If I were an NFL owner or part of management, I would be terrified. Because I would look at the game I work for and, arguably, love and not see any immediate solution. I would chart out the rest of the season and see its outcome decided by injury more than skill. I would see an organization's success dependent largely on its staff's ability not to coach the players it has but the fill the gaps created by the ones who are gone.

In the short term, this can be exciting. The unheralded quarterback who seems to come from nowhere to lead his team to victory is one of the great storylines in sports. The player who was cut and is now working selling real estate before getting the phone call out of nowhere that brings him back to the NFL is the second chance that few of us get.

But don't you think that at some point, and probably sooner rather than later, fans are going to start losing enthusiasm for their teams if those teams do not include their favorite players. I've experienced it personally this year, though not at the NFL level. The starting quarterbacks on both my local college team and my "elite" college team went down with multi-game injuries, effectively gutting their teams chances for D-III playoffs or a decent D-I bowl game. It's not that I have to have a super-victorious team to root for, but I do lose interest when my teams go from competitive to inept or one-dimensional overnight.
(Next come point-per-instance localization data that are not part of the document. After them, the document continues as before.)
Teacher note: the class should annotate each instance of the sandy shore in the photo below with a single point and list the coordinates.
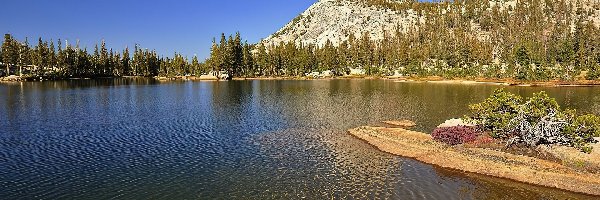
(422, 147)
(507, 82)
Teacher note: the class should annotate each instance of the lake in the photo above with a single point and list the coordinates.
(279, 139)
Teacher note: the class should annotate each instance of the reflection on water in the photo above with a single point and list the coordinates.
(141, 139)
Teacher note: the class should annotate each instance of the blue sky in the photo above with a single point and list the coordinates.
(185, 26)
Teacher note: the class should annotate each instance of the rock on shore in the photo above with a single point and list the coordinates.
(422, 147)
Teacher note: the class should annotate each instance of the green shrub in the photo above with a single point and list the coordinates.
(494, 114)
(538, 106)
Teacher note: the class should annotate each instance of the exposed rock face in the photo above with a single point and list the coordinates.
(335, 20)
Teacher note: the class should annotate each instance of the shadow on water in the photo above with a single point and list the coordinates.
(143, 139)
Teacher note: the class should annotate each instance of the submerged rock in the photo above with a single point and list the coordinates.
(454, 122)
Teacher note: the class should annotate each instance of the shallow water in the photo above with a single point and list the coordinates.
(143, 139)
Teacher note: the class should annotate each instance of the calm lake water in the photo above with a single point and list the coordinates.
(143, 139)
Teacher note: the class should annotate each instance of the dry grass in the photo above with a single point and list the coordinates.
(487, 161)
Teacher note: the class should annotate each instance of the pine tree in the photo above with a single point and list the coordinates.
(125, 62)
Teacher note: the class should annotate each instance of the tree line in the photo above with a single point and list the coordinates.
(532, 40)
(56, 62)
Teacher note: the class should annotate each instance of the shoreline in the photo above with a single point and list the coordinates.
(396, 79)
(530, 170)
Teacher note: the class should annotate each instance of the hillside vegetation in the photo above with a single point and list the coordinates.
(526, 40)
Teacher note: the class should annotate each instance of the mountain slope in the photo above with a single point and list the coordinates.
(335, 20)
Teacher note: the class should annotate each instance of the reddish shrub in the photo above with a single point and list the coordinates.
(455, 135)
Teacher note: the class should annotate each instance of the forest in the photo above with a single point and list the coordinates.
(536, 40)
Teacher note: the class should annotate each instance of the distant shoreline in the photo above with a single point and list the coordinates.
(439, 80)
(422, 147)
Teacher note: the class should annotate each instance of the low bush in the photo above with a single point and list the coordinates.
(539, 120)
(455, 135)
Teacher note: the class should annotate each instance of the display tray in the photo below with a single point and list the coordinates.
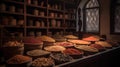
(77, 61)
(87, 59)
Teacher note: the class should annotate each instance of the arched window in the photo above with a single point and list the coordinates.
(91, 16)
(115, 16)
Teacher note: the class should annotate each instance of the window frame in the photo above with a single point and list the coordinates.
(84, 17)
(113, 5)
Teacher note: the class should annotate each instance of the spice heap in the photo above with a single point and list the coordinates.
(19, 59)
(54, 48)
(13, 43)
(32, 40)
(64, 44)
(37, 52)
(42, 62)
(72, 51)
(61, 57)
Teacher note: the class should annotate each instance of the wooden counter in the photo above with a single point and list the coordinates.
(107, 58)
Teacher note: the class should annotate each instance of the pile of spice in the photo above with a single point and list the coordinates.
(19, 59)
(72, 51)
(61, 58)
(42, 62)
(37, 52)
(13, 44)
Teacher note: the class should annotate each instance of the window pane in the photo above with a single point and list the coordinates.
(92, 20)
(117, 19)
(92, 3)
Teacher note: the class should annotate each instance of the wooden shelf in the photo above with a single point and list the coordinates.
(57, 10)
(15, 2)
(8, 12)
(27, 14)
(54, 18)
(32, 5)
(13, 26)
(87, 58)
(35, 27)
(30, 15)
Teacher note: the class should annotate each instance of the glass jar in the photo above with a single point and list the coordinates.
(37, 24)
(42, 24)
(20, 22)
(53, 23)
(3, 7)
(13, 22)
(30, 22)
(58, 23)
(29, 1)
(35, 2)
(36, 12)
(12, 8)
(42, 13)
(38, 33)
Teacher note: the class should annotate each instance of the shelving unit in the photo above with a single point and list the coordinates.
(45, 16)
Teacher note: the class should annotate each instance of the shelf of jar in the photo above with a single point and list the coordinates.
(12, 1)
(39, 27)
(57, 10)
(8, 12)
(57, 27)
(55, 17)
(36, 6)
(13, 26)
(30, 15)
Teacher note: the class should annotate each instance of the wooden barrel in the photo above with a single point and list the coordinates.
(9, 52)
(28, 47)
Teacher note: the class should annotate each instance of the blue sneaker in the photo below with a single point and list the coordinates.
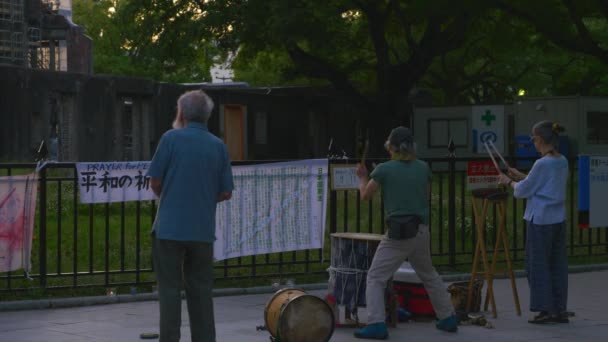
(374, 331)
(449, 324)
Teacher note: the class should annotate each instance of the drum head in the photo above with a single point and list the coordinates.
(272, 311)
(306, 318)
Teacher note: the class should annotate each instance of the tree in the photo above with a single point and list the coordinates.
(155, 39)
(372, 51)
(503, 55)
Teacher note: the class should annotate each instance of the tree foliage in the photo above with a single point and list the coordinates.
(374, 51)
(156, 39)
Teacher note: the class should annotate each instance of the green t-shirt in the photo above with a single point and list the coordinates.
(405, 186)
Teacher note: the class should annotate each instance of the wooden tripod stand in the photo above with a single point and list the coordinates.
(482, 199)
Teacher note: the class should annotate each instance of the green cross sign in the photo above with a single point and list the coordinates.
(488, 117)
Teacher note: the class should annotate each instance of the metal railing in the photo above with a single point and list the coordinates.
(108, 245)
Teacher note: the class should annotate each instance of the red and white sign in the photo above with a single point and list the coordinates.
(482, 174)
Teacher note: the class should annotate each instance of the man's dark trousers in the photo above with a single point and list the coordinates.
(190, 264)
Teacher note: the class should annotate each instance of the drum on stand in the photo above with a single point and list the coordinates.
(291, 315)
(351, 257)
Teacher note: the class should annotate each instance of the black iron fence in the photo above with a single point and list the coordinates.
(108, 245)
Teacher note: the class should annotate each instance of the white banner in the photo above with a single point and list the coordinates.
(104, 182)
(488, 125)
(275, 207)
(17, 213)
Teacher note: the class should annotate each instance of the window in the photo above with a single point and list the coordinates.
(261, 122)
(127, 129)
(441, 130)
(596, 131)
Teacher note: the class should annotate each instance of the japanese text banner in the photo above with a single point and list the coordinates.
(275, 207)
(17, 213)
(104, 182)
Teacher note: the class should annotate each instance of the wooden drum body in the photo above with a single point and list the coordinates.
(291, 315)
(351, 257)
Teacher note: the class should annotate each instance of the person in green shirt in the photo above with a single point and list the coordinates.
(405, 182)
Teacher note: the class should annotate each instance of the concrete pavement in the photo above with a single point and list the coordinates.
(238, 316)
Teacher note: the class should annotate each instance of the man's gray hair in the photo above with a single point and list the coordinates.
(549, 132)
(195, 105)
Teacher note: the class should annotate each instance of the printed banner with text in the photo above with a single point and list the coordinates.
(275, 207)
(104, 182)
(17, 213)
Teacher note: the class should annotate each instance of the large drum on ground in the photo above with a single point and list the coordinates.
(351, 257)
(291, 315)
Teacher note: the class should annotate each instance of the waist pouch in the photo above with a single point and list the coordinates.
(403, 227)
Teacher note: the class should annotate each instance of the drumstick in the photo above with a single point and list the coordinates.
(364, 154)
(499, 155)
(491, 156)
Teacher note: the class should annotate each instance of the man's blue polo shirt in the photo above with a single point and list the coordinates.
(194, 168)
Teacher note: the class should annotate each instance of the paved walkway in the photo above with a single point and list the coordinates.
(238, 316)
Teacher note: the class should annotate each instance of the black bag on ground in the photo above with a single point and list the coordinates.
(403, 227)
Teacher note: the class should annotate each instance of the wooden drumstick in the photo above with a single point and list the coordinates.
(364, 154)
(492, 156)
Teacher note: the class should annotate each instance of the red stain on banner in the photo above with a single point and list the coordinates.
(17, 212)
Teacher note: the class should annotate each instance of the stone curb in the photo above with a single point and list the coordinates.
(130, 298)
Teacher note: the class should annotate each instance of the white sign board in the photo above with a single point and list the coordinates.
(275, 207)
(344, 177)
(598, 191)
(488, 125)
(107, 182)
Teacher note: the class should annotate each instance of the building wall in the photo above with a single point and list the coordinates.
(94, 115)
(572, 112)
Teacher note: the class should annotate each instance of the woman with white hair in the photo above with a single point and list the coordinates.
(545, 190)
(405, 183)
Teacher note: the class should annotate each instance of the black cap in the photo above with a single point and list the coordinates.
(400, 135)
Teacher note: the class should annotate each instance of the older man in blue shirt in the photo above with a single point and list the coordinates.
(191, 173)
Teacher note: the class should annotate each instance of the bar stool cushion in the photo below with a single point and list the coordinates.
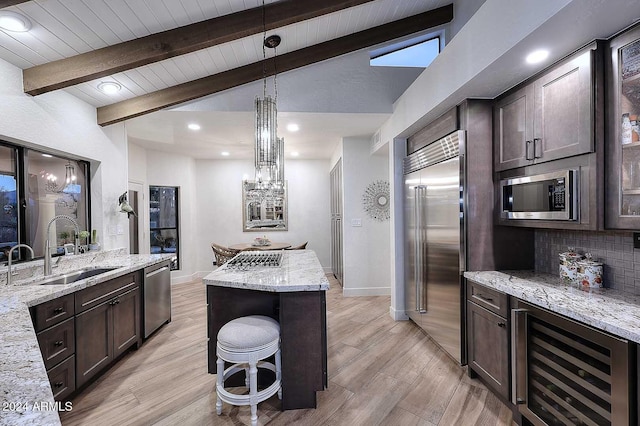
(252, 332)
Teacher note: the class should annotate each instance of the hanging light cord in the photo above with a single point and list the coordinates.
(264, 59)
(264, 52)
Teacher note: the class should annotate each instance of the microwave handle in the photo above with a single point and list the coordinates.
(536, 142)
(527, 144)
(518, 356)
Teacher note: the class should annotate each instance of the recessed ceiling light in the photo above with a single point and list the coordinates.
(537, 56)
(109, 87)
(12, 21)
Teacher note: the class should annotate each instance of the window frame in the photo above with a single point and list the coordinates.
(21, 158)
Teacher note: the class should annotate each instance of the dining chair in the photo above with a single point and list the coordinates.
(222, 253)
(300, 247)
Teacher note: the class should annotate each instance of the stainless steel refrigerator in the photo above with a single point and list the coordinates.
(434, 240)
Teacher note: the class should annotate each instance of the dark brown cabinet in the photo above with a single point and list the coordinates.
(54, 325)
(488, 337)
(107, 324)
(622, 184)
(550, 117)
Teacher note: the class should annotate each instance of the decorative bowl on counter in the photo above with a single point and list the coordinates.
(590, 272)
(569, 265)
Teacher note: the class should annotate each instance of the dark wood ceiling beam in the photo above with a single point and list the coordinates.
(179, 41)
(175, 95)
(7, 3)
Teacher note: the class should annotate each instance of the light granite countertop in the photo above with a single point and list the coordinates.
(610, 310)
(300, 270)
(25, 393)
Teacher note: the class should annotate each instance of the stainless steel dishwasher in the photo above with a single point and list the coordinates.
(157, 297)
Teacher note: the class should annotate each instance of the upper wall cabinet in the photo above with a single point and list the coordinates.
(548, 118)
(623, 134)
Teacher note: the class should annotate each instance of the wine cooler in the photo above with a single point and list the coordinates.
(566, 373)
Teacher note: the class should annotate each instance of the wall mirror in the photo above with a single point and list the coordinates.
(263, 210)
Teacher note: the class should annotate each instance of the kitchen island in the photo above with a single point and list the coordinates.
(294, 295)
(25, 392)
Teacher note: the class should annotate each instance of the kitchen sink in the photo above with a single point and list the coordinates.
(74, 276)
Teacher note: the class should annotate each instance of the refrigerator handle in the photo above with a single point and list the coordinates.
(416, 246)
(421, 283)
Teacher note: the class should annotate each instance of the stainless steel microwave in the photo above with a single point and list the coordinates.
(548, 196)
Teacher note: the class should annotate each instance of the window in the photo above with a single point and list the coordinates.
(35, 187)
(410, 53)
(9, 200)
(163, 221)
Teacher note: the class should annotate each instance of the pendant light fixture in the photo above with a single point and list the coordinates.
(269, 148)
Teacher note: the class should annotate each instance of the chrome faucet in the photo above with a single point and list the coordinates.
(47, 245)
(11, 257)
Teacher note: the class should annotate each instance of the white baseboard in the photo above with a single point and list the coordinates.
(374, 291)
(398, 315)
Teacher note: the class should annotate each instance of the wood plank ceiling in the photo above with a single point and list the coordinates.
(165, 52)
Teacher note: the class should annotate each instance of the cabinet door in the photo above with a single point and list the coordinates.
(94, 342)
(62, 379)
(563, 121)
(488, 349)
(513, 129)
(57, 343)
(126, 321)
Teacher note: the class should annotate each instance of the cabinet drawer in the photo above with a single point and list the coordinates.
(62, 378)
(52, 312)
(493, 300)
(100, 293)
(57, 343)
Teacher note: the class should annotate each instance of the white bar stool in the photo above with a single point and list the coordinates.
(248, 341)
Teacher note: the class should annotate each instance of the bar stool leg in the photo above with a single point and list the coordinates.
(220, 381)
(279, 372)
(253, 379)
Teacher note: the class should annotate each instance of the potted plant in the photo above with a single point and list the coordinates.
(95, 245)
(85, 236)
(64, 235)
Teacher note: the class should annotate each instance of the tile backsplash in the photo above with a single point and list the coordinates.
(614, 249)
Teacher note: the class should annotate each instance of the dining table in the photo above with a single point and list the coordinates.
(252, 246)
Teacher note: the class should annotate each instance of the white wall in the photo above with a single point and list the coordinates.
(63, 124)
(366, 248)
(219, 207)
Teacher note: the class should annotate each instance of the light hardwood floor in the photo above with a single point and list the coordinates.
(381, 372)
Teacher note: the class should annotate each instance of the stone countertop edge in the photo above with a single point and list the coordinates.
(609, 310)
(25, 393)
(300, 270)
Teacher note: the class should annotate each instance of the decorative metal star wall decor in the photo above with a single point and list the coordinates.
(376, 200)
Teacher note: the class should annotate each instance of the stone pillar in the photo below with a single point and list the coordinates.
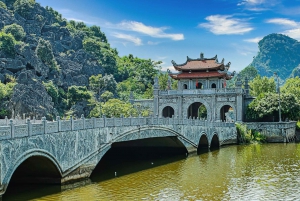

I don't have a solution. I don't necessarily blame the players who get fined from time to time for high-profile hits. If anything, I blame the size and speed of the game. Men that large and able to hit that hard should probably not be able to run that fast. It's a deadly combination. But it's what the game has become and I'm not aware of anyone putting limits on size or working too hard to find out how players are getting that big and strong and fast.

No, I'm afraid we love it too much to push too hard to call those issues into question. But maybe it's time. Being a participant of Fantasy Football for many years, I've been all too aware of the number of injuries and how they can undermine one's "team." But this year feels different. Maybe it's because Peyton is gone. Maybe it's because one night last weekend I sat with my brother and his wife and cheered for the Bears and for a quarterback who was maybe finally coming into his own. Until he broke his thumb and was finished for the season. Maybe it's because any fan who enjoys seeing his or her team develop a rhythm sees that rhythm shot to hell with a crucial injury.

Somebody's going to win this thing, and they're going to feel good about it. But I fear that it will be a pyrrhic victory, especially if the last man standing is someone nobody particularly likes or some team whose Super Bowl victory doesn't feel deserved. If Aaron Rogers goes down and his perfect season is ruined by an injury, it will hurt the game. Maybe people will wonder a little more about the game they love. Or maybe not. Maybe they'll just move on to the next quarterback du jour.

I do know that if Andrew Jackson were around and some team hired him as a defensive coordinator, this would be his strategy for team defense: shoot the generals. But then, he was trying to win the battle. The war was already over.